Metamath Proof Explorer


Theorem orbsta2

Description: Relation between the size of the orbit and the size of the stabilizer of a point in a finite group action. (Contributed by Mario Carneiro, 16-Jan-2015)

Ref Expression
Hypotheses orbsta2.x
|- X = ( Base ` G )
orbsta2.h
|- H = { u e. X | ( u .(+) A ) = A }
orbsta2.r
|- .~ = ( G ~QG H )
orbsta2.o
|- O = { <. x , y >. | ( { x , y } C_ Y /\ E. g e. X ( g .(+) x ) = y ) }
Assertion orbsta2
|- ( ( ( .(+) e. ( G GrpAct Y ) /\ A e. Y ) /\ X e. Fin ) -> ( # ` X ) = ( ( # ` [ A ] O ) x. ( # ` H ) ) )

Proof

Step Hyp Ref Expression
1 orbsta2.x
 |-  X = ( Base ` G )
2 orbsta2.h
 |-  H = { u e. X | ( u .(+) A ) = A }
3 orbsta2.r
 |-  .~ = ( G ~QG H )
4 orbsta2.o
 |-  O = { <. x , y >. | ( { x , y } C_ Y /\ E. g e. X ( g .(+) x ) = y ) }
5 1 2 gastacl
 |-  ( ( .(+) e. ( G GrpAct Y ) /\ A e.

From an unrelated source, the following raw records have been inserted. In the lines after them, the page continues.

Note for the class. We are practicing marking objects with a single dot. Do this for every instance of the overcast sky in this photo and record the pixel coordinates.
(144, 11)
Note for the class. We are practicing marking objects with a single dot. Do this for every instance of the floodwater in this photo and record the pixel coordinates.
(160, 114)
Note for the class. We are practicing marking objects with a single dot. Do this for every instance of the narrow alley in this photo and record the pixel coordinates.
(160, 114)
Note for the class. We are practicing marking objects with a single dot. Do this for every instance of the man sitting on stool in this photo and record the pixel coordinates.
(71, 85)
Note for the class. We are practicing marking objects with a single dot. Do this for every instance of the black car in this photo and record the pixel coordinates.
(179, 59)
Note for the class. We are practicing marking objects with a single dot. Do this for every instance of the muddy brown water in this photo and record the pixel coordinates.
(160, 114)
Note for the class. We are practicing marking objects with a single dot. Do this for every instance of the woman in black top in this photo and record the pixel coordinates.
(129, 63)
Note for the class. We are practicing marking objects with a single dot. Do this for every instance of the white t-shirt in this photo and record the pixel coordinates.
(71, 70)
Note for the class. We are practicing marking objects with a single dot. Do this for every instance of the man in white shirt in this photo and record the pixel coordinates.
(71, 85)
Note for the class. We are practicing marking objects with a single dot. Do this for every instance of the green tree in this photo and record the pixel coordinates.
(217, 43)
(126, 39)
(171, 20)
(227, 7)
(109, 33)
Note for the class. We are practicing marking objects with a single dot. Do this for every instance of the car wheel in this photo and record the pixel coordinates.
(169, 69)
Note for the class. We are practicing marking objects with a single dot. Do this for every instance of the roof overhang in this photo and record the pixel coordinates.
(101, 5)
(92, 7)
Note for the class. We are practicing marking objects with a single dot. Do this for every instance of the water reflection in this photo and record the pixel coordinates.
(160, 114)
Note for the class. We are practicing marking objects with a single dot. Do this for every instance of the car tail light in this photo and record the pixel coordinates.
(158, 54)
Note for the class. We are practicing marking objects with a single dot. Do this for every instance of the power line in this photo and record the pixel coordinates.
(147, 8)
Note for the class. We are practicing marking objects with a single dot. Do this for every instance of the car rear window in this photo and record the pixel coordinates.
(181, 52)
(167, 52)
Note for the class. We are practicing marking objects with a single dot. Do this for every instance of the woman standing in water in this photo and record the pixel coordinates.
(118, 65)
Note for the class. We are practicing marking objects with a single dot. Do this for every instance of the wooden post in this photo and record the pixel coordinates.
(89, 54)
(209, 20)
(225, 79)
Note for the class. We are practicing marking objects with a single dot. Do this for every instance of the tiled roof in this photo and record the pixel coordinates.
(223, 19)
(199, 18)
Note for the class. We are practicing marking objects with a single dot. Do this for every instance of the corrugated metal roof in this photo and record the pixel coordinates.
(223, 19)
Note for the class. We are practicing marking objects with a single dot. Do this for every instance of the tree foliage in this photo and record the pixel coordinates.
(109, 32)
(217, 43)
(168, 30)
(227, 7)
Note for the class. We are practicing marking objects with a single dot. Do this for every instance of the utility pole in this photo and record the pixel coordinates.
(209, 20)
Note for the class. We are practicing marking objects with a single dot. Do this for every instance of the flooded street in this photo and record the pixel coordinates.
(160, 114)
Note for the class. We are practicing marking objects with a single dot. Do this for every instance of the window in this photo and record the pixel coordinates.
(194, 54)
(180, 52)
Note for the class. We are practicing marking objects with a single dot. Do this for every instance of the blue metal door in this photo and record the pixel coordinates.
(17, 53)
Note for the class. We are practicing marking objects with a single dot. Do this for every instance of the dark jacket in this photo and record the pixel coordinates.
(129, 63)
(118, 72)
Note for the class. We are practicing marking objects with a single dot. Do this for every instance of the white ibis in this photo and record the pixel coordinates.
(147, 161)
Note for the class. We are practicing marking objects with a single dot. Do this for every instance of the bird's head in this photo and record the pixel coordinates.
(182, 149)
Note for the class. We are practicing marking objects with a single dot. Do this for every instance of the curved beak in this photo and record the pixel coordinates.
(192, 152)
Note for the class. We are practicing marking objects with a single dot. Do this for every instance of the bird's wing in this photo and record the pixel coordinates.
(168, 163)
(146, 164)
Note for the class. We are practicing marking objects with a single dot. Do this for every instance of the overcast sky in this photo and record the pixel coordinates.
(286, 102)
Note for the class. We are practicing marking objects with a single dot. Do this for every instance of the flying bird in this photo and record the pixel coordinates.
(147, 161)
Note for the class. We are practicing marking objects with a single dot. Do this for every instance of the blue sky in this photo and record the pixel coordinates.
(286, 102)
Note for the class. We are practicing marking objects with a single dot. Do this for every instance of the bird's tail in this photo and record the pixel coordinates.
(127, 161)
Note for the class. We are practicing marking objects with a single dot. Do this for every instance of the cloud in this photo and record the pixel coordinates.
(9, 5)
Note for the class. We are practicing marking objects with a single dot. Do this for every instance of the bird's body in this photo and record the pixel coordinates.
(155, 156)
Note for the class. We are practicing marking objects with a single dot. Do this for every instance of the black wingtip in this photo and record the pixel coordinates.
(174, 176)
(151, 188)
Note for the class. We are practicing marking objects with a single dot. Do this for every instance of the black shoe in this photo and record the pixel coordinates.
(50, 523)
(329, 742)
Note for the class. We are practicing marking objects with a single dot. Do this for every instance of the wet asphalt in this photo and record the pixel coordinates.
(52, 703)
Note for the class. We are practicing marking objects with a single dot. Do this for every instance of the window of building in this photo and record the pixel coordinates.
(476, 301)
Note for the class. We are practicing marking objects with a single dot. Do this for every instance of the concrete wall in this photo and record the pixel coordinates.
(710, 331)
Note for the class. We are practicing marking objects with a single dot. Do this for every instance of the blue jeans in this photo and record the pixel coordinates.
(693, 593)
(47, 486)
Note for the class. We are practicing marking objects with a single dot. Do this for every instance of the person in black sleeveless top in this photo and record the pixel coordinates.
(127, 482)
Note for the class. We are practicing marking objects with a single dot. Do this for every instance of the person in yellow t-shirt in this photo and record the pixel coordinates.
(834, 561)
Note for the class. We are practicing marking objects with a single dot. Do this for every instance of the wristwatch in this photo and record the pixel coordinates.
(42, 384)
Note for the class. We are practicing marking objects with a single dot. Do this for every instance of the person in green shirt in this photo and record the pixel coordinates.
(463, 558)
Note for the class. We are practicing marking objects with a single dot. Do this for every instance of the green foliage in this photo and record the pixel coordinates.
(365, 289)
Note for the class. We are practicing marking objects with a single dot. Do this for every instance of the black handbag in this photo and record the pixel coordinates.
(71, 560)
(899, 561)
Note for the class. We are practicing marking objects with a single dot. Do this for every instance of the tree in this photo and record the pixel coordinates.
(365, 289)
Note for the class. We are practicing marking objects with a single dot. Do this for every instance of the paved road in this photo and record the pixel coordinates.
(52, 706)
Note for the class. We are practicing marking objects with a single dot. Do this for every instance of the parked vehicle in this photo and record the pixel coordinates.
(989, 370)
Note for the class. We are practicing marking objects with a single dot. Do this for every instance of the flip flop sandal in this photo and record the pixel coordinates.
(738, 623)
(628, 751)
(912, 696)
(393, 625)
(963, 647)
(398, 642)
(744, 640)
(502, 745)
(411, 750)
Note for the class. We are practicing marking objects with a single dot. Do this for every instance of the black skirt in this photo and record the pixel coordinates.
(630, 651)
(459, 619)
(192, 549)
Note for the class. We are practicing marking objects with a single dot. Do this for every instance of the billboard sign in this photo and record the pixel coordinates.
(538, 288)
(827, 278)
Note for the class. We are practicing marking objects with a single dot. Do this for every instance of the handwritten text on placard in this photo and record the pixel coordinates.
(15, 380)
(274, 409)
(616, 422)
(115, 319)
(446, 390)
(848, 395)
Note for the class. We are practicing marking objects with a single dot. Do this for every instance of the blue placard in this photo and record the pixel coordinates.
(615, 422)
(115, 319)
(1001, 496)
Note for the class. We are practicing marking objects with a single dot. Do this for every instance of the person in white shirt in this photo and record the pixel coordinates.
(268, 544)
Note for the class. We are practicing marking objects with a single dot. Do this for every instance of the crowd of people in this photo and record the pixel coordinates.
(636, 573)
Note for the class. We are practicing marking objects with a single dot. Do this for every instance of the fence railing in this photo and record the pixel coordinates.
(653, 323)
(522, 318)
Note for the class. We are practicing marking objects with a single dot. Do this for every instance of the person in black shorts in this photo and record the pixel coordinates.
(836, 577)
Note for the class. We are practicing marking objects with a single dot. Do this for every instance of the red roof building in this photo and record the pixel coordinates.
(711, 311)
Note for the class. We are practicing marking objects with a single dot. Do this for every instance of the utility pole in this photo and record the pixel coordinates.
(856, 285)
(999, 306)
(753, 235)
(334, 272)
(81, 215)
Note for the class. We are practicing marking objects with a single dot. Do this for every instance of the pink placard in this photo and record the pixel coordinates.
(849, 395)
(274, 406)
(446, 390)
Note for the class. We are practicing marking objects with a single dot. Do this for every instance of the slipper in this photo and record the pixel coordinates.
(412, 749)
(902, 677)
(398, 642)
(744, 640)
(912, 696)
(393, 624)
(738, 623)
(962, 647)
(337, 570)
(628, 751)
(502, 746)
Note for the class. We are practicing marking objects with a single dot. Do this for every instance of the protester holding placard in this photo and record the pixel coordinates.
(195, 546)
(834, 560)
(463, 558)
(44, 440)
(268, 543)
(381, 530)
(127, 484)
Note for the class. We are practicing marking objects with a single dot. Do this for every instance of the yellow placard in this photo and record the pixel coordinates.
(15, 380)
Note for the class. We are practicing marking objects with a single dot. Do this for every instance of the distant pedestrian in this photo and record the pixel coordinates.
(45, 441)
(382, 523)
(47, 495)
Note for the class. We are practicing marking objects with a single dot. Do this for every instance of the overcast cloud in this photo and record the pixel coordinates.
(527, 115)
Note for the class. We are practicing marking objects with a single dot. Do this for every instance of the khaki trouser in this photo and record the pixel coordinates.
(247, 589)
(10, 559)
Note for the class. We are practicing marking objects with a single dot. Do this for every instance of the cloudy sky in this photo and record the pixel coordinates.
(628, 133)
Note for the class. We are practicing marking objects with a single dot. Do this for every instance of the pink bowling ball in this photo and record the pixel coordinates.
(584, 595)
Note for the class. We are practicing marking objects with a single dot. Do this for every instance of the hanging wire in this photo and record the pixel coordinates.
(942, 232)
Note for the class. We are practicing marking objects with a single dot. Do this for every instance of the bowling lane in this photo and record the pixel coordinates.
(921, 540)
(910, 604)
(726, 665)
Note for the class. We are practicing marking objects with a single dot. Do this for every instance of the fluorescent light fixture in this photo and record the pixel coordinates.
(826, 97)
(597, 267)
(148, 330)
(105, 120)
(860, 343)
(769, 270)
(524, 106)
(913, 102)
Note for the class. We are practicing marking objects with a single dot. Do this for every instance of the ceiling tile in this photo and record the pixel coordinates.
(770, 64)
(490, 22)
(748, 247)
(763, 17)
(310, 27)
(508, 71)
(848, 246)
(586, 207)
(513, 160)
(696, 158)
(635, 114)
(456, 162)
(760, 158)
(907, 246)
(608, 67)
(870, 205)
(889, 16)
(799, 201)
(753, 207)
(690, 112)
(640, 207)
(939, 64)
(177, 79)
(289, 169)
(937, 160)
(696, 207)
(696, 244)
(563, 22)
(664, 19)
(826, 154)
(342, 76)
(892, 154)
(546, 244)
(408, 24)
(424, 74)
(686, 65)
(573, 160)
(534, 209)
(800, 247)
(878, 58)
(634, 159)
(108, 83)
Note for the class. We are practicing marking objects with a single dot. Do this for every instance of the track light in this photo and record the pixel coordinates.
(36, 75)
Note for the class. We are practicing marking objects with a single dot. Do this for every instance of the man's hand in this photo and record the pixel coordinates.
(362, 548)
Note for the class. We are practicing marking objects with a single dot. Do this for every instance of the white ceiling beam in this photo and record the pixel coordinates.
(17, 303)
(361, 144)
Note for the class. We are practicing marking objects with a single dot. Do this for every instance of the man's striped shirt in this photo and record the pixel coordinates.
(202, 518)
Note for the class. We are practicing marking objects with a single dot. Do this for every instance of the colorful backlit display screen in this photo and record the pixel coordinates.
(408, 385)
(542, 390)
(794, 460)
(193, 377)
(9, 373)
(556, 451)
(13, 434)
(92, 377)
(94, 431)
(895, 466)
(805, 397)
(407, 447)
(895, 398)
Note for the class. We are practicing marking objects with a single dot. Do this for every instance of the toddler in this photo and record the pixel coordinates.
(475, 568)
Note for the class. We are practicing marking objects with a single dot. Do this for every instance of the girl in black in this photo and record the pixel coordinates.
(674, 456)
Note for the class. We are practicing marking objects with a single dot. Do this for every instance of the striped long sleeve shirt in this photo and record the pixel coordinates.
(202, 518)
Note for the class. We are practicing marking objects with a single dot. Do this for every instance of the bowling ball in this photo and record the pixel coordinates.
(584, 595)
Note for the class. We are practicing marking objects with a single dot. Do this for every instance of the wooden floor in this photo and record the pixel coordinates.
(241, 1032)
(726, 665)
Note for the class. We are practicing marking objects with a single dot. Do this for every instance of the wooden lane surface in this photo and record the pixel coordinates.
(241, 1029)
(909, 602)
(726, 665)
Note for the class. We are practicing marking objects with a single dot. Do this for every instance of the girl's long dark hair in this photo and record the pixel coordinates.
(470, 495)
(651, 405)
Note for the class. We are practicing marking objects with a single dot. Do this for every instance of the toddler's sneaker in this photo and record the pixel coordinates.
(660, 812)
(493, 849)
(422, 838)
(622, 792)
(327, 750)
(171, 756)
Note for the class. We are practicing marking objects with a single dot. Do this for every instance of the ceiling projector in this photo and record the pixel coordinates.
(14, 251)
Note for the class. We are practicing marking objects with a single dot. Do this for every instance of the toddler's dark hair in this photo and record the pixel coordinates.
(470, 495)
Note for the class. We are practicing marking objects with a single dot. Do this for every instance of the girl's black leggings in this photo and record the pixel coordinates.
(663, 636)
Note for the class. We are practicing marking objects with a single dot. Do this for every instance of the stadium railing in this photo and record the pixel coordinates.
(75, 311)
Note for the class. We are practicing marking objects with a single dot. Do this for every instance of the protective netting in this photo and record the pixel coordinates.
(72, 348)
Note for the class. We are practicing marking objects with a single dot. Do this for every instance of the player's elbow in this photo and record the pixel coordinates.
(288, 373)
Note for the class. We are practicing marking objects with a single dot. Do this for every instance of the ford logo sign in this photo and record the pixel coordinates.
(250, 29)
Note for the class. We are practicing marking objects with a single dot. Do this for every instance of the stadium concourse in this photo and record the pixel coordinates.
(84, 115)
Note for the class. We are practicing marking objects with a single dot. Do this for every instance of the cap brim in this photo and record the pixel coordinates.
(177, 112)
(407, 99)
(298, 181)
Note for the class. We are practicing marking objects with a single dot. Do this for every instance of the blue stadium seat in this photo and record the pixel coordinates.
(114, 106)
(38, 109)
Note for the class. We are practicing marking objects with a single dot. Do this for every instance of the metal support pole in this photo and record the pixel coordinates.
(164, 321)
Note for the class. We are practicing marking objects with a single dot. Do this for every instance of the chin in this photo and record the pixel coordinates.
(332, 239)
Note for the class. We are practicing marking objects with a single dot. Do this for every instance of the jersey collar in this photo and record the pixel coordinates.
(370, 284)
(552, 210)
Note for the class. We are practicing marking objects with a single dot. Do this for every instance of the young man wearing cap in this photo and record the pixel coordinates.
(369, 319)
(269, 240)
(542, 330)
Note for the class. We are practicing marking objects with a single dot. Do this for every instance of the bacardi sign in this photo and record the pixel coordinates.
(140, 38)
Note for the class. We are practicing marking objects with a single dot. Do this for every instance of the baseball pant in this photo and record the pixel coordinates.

Y ) -> H e. ( SubGrp ` G ) )
6 5 adantr
 |-  ( ( ( .(+) e. ( G GrpAct Y ) /\ A e. Y ) /\ X e. Fin ) -> H e. ( SubGrp ` G ) )
7 simpr
 |-  ( ( ( .(+) e. ( G GrpAct Y ) /\ A e. Y ) /\ X e. Fin ) -> X e. Fin )
8 1 3 6 7 lagsubg2
 |-  ( ( ( .(+) e. ( G GrpAct Y ) /\ A e. Y ) /\ X e. Fin ) -> ( # ` X ) = ( ( # ` ( X /. .~ ) ) x. ( # ` H ) ) )
9 pwfi
 |-  ( X e. Fin <-> ~P X e. Fin )
10 7 9 sylib
 |-  ( ( ( .(+) e. ( G GrpAct Y ) /\ A e. Y ) /\ X e. Fin ) -> ~P X e. Fin )
11 1 3 eqger
 |-  ( H e. ( SubGrp ` G ) -> .~ Er X )
12 6 11 syl
 |-  ( ( ( .(+) e. ( G GrpAct Y ) /\ A e. Y ) /\ X e. Fin ) -> .~ Er X )
13 12 qsss
 |-  ( ( ( .(+) e. ( G GrpAct Y ) /\ A e. Y ) /\ X e. Fin ) -> ( X /. .~ ) C_ ~P X )
14 10 13 ssfid
 |-  ( ( ( .(+) e. ( G GrpAct Y ) /\ A e. Y ) /\ X e. Fin ) -> ( X /. .~ ) e. Fin )
15 eqid
 |-  ran ( k e. X |-> <. [ k ] .~ , ( k .(+) A ) >. ) = ran ( k e. X |-> <. [ k ] .~ , ( k .(+) A ) >. )
16 1 2 3 15 4 orbsta
 |-  ( ( .(+) e. ( G GrpAct Y ) /\ A e. Y ) -> ran ( k e. X |-> <. [ k ] .~ , ( k .(+) A ) >. ) : ( X /. .~ ) -1-1-onto-> [ A ] O )
17 16 adantr
 |-  ( ( ( .(+) e. ( G GrpAct Y ) /\ A e. Y ) /\ X e. Fin ) -> ran ( k e. X |-> <. [ k ] .~ , ( k .(+) A ) >. ) : ( X /. .~ ) -1-1-onto-> [ A ] O )
18 14 17 hasheqf1od
 |-  ( ( ( .(+) e. ( G GrpAct Y ) /\ A e. Y ) /\ X e. Fin ) -> ( # ` ( X /. .~ ) ) = ( # ` [ A ] O ) )
19 18 oveq1d
 |-  ( ( ( .(+) e. ( G GrpAct Y ) /\ A e. Y ) /\ X e. Fin ) -> ( ( # ` ( X /. .~ ) ) x. ( # ` H ) ) = ( ( # ` [ A ] O ) x. ( # ` H ) ) )
20 8 19 eqtrd
 |-  ( ( ( .(+) e. ( G GrpAct Y ) /\ A e. Y ) /\ X e. Fin ) -> ( # ` X ) = ( ( # ` [ A ] O ) x. ( # ` H ) ) )